Hi all,
as part of the effort to enhance the migration convergence [1] we are proposing a
semaphore for incoming migrations [2] (similar to outgoing).
It's purpose is to protect the destination host from migration storms where too many
migrations are coming to it from different sources.
There are basically 3 ways how to do it (with pros/cons):
1: when the destination host refuses the migration, the source host tries it again later
(considering no migration will take forever after some time the migration will succeed to
start)
(+) pros:
(+) if the engine wants to migrate to a specific host (and only to the specific host
because user did pick it) than it only sends the command and it will happen (now or
later)
(+) will not interfere with engine re-runs since the migration will fail only when
there is a real issue
(+) will be consistent with the current outgoing semaphore (since the outgoing
semaphore also waits until has capacity and than starts the migration)
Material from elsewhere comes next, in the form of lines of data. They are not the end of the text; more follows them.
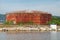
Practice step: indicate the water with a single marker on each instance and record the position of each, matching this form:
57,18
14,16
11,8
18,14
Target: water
30,36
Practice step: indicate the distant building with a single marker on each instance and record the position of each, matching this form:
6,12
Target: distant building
37,17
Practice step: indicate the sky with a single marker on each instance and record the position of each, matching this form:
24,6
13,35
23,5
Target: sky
50,6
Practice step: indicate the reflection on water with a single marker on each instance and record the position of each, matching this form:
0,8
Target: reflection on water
30,36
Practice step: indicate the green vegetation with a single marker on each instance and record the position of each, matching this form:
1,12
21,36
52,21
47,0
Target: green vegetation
22,23
55,20
8,22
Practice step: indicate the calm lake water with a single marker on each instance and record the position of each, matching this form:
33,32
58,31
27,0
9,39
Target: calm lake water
30,36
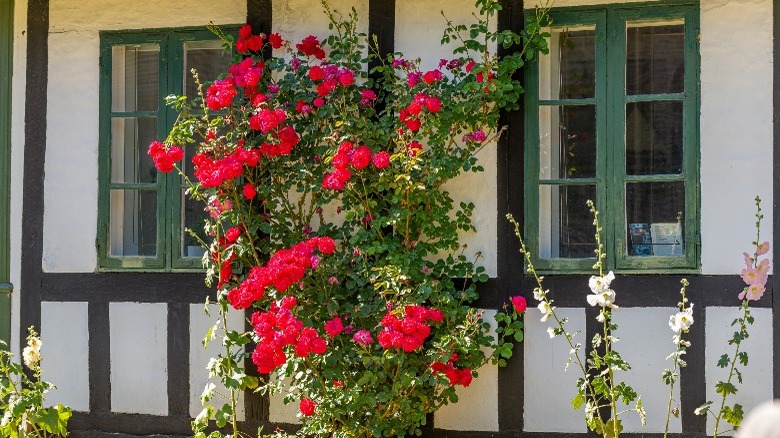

(+) VDSM is more autonomous because after the engine sends the command, VDSM will do it
even if engine disappears in this moment
(-) cons:
(-) re-try on VDSM is not common
(-) if the user does not pick a specific destination and he just wants to migrate the
machine out of the source, waiting on the destination to have capacity can be wasteful
since failing the migration and picking a different host could lead to better results
2: when the destination host refuses the migration, the source host returns to engine
"migration failed" and the engine will have to handle it somehow
(+) pros:
(+) simpler vdsm (try to migrate, if the destination does not have capacity, fail)
(+) lets the engine to pick a different destination host
(-) cons:
(-) not consistent with the outgoing migration semaphore (since if there are more VMs
waiting for outgoing migrations semaphore, the migration does not fail but waits)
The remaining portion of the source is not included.